Retired security personnel and military veterans received similar guarantees during weekslong protests against a potential cut to their pensions and another relevant reduction, and veterans groups suspended their protests May 13.
But as with many of the budget proposals, conflicting statements have emerged on this issue. Defense Minister Elias Bou Saab stated to Annahar May 15 that salary reductions for active or former military personnel were not up for discussion, and Kanaan — who is not privy to Cabinet discussions but has been involved in budget talks in parliament — told Al-Monitor he does not believe public beneficiaries are being targeted. Yet other politicians like Labor Minister Camille Abousleiman hinted that cuts affecting the public may still be on the table.
“I have to protect the lower class and the middle classes, and it has to be proportional,” Abousleiman told Al-Monitor, referring to the austerity measures. “But I do believe there is runaway expenditure that needs to be addressed.”
Citing the ongoing discussions, he urged demonstrators to wait until after a budget is passed to make their opinions heard.
Abousleiman is not alone in this view.

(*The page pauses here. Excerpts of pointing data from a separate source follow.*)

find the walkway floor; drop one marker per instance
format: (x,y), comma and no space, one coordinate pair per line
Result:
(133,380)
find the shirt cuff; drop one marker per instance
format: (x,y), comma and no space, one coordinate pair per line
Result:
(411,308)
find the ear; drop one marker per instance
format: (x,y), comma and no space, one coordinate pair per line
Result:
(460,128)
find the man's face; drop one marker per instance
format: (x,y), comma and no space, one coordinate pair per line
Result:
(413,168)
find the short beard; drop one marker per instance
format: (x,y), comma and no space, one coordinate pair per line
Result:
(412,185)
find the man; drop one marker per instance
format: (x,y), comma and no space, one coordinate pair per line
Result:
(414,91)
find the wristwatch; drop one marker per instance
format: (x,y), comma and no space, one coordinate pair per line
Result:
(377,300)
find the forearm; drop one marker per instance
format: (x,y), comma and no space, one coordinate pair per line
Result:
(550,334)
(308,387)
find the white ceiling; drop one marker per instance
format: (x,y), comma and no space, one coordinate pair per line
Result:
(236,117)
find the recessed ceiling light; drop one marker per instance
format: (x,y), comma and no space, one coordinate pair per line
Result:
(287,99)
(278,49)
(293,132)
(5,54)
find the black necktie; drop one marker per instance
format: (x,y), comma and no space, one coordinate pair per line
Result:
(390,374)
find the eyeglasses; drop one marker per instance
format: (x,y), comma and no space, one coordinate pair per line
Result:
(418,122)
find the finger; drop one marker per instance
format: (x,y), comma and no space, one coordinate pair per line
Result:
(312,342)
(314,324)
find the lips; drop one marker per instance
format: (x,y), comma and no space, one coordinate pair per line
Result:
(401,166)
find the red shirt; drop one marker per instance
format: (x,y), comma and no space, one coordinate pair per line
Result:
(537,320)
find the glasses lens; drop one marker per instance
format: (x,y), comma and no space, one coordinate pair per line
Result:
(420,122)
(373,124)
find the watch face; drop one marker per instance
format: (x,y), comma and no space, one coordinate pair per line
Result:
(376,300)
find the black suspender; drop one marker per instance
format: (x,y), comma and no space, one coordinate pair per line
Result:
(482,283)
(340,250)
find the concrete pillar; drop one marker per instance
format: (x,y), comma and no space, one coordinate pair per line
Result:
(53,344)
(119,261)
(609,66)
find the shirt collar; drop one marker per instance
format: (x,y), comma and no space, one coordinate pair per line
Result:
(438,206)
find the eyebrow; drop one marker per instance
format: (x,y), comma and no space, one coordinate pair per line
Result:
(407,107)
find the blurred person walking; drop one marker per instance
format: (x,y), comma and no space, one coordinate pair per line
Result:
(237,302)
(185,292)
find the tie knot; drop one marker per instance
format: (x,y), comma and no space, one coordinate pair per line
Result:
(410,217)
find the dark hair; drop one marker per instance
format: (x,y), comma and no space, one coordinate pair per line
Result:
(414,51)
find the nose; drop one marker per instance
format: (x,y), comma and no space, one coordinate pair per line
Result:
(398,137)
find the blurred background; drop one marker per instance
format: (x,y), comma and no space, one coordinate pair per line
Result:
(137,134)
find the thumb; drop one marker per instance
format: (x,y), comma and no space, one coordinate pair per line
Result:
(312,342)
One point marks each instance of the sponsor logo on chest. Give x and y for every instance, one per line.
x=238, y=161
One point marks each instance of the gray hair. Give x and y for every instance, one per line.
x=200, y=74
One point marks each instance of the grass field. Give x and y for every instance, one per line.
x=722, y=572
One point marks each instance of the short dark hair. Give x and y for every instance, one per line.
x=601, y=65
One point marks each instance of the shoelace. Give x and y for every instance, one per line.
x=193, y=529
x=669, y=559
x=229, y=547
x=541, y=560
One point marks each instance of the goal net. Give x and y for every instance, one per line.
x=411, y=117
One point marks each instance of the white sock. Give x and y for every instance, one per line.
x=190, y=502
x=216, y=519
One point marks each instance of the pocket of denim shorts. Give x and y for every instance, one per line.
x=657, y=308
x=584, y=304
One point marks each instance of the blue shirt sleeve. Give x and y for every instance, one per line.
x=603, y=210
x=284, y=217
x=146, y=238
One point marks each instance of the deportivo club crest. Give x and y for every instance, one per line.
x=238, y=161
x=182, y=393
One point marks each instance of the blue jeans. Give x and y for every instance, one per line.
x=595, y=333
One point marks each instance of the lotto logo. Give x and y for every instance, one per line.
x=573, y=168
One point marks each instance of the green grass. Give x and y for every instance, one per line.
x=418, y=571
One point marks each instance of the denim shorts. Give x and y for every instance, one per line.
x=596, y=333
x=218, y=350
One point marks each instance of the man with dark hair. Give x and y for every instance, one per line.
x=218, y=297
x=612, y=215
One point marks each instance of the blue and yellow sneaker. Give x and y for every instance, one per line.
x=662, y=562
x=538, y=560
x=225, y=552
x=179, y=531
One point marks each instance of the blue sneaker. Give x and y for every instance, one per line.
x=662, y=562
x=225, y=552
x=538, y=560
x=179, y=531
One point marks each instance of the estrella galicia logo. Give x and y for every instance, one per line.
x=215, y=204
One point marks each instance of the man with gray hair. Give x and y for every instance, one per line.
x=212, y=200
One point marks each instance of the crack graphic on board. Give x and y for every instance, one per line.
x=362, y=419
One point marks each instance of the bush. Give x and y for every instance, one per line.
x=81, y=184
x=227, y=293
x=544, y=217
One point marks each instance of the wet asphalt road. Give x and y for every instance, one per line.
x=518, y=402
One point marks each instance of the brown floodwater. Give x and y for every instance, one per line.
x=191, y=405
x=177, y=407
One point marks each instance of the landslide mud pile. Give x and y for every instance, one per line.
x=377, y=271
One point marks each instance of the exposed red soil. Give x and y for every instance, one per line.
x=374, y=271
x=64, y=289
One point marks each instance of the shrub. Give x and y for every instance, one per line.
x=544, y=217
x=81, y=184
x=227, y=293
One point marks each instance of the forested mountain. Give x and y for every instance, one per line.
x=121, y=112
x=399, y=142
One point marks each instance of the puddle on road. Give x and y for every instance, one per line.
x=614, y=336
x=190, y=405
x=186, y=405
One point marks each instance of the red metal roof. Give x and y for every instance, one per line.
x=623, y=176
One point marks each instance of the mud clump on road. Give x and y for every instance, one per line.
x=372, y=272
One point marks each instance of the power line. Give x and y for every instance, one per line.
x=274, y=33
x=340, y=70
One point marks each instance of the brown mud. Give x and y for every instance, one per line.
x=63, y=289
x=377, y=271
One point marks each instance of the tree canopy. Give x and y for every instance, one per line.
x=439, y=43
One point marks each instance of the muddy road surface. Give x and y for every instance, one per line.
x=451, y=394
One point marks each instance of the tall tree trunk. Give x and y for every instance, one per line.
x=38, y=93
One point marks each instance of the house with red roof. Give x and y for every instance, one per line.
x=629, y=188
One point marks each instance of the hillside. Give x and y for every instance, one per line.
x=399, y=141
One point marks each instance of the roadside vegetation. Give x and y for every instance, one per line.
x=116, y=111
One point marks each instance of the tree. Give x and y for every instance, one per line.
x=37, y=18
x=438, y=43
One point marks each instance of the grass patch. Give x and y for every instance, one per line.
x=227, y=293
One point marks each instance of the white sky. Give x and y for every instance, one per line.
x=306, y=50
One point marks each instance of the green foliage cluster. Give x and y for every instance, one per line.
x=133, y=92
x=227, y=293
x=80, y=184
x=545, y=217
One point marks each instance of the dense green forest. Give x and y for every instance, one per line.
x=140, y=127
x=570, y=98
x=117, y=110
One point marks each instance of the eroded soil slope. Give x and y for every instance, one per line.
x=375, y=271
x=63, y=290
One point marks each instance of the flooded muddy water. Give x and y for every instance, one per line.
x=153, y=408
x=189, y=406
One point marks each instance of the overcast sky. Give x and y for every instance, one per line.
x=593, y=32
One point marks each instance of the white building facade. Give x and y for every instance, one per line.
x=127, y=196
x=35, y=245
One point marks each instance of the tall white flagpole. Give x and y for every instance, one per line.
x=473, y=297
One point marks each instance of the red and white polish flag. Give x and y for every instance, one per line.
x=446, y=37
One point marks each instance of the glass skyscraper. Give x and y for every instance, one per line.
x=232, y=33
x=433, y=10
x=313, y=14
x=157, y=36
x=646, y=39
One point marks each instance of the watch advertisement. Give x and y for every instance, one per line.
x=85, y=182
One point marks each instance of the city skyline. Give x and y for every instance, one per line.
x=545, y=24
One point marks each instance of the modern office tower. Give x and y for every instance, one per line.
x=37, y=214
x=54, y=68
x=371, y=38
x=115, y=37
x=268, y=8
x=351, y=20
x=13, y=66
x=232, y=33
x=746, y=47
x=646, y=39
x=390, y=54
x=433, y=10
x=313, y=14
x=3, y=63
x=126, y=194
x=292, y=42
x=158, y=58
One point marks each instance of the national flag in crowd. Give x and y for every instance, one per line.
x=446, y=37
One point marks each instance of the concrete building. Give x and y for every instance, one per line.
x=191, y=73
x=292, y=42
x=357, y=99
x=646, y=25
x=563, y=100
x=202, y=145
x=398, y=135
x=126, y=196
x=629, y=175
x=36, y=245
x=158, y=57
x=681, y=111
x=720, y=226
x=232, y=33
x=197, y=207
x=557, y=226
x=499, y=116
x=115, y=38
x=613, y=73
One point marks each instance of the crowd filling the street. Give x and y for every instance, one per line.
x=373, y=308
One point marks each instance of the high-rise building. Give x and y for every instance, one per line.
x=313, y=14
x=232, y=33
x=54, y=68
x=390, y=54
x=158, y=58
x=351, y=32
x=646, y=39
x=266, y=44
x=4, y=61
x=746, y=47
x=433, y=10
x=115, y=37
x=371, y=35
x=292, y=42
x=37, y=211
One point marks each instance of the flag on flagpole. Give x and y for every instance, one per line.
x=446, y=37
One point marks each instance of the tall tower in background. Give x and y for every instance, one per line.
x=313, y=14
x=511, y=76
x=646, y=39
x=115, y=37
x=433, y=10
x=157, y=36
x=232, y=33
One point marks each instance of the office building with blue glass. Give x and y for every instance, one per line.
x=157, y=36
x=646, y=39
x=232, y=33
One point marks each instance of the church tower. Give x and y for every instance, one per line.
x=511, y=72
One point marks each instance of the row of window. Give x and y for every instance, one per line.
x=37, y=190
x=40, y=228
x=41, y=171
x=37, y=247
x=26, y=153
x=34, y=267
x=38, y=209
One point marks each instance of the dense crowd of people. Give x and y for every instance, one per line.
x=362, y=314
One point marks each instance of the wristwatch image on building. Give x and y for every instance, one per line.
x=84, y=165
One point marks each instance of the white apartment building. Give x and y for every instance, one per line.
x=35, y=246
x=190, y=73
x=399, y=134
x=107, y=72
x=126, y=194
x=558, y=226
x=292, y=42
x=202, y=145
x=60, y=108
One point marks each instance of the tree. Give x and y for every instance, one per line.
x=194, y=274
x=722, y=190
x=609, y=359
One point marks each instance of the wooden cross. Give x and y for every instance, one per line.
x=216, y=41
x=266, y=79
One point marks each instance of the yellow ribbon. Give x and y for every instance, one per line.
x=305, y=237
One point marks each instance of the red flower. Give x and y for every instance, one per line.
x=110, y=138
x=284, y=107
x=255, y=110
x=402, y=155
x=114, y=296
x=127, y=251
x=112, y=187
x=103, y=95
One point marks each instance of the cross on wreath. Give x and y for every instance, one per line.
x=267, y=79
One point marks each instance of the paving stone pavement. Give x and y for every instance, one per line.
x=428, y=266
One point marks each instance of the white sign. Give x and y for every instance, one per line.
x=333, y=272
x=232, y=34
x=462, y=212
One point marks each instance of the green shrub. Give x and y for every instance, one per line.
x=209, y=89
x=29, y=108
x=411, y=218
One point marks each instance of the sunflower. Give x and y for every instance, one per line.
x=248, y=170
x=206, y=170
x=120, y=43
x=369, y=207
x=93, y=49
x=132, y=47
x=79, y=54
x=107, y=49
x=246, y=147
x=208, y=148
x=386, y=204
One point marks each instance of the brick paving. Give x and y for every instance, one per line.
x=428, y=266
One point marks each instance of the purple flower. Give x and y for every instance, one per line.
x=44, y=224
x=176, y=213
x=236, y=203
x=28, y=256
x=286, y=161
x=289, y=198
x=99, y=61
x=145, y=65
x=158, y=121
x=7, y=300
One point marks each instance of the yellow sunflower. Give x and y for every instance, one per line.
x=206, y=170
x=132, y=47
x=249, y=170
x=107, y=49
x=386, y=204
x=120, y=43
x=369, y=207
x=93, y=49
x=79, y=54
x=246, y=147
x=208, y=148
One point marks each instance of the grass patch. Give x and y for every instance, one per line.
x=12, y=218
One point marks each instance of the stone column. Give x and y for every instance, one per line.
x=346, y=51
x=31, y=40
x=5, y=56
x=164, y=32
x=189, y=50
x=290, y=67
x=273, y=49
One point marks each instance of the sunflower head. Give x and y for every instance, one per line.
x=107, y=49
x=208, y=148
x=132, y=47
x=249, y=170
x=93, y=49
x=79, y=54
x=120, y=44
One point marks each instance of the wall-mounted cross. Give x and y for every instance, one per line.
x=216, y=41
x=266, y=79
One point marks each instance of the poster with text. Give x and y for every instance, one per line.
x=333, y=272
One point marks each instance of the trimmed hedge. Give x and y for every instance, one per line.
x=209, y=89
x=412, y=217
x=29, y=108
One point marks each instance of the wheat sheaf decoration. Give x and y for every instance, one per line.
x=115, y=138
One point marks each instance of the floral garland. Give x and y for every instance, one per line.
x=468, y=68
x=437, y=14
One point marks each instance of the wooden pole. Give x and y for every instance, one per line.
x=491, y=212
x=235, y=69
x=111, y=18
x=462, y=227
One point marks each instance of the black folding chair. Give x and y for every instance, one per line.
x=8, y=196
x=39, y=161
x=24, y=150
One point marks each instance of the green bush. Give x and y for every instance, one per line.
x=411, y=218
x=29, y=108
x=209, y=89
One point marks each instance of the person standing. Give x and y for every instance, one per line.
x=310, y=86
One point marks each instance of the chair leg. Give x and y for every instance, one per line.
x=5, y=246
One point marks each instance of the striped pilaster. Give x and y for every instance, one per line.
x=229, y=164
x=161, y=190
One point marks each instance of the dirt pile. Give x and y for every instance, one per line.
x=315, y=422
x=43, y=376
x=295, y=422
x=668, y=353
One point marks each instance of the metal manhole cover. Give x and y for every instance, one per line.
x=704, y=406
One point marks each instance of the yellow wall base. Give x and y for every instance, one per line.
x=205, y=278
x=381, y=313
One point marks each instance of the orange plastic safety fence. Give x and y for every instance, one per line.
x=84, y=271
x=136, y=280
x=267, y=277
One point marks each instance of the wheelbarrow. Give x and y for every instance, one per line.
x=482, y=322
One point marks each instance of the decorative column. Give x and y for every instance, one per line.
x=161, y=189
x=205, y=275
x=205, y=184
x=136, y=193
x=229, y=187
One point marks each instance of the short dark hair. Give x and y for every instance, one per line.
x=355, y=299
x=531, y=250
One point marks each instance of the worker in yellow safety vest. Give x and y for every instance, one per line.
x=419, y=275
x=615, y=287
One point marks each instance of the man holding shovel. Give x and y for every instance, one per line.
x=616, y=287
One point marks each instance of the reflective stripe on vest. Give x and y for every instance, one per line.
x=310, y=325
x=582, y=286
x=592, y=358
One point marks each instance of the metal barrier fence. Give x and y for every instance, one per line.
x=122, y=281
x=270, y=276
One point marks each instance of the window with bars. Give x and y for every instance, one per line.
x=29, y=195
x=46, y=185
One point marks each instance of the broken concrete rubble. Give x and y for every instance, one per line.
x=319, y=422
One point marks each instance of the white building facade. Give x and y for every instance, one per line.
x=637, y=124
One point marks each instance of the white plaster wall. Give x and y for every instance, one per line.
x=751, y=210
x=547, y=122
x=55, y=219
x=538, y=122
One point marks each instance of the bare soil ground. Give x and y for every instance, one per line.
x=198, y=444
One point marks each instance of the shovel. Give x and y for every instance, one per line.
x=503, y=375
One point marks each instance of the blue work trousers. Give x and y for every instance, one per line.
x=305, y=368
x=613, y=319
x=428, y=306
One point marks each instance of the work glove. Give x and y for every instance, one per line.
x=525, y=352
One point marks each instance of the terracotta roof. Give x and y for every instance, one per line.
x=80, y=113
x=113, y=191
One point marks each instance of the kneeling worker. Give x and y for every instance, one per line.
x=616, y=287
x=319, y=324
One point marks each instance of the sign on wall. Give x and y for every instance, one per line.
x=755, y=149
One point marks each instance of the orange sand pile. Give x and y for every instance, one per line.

Foreign Minister Gebran Bassil voiced his own dissatisfaction with protests in April, and Hariri went even further calling for legal penalties to be imposed on public employees who impede the functioning of state bodies.
According to Mona Fawaz, professor of urban studies and planning at the American University of Beirut, public anger at the status quo, and the politicians who enable it, is only growing. “Dissatisfaction [with the economy ] has been boiling for years,” she told Al-Monitor. “People see income inequality growing, they see their lifestyles eroded. Wage cuts — especially for the lower classes — will just do the same.”
Bassil and religious leaders, like Maronite Patriarch Bechara al-Rai, suggested alternate solutions that would target the wealthy instead of public workers, including tamping down on tax and customs evasion. Kanaan echoed such ideas to Al-Monitor as the budget discussions were underway, but above all, urged the Cabinet to undertake structural reforms to state finances and to eliminate waste in the public sector.
In addition to cuts, ministers are looking to raise revenue — the Cabinet has already decided to raise taxes on bank deposit interest for three years.
Although Finance Minister Ali Hassan Khalil stated May 19 that the budget will reduce the deficit to 8.3% of GDP, Sami Nader, director of the Levant Institute for Strategic Affairs, claimed this will likely not be the case.
“In times of recession this does not work,” Nader told Al-Monitor, saying that new taxes would only squeeze the economy further. “I don’t believe given these facts that they’re going to decrease the budget deficit, because what they are doing is keeping the same amount of expenditures without saying it.”
Nader said that in his view, significantly cutting wages and salaries cannot be done because it would unleash even more social unrest, as recent demonstrations have shown.
Nevertheless, the possibility remains that Lebanon’s Cabinet may be forced to take at least some unpopular austerity measures for the sake of salvaging the long-term health of the Lebanese economy. If they fail to do so, an even more dire economic situation is likely to follow.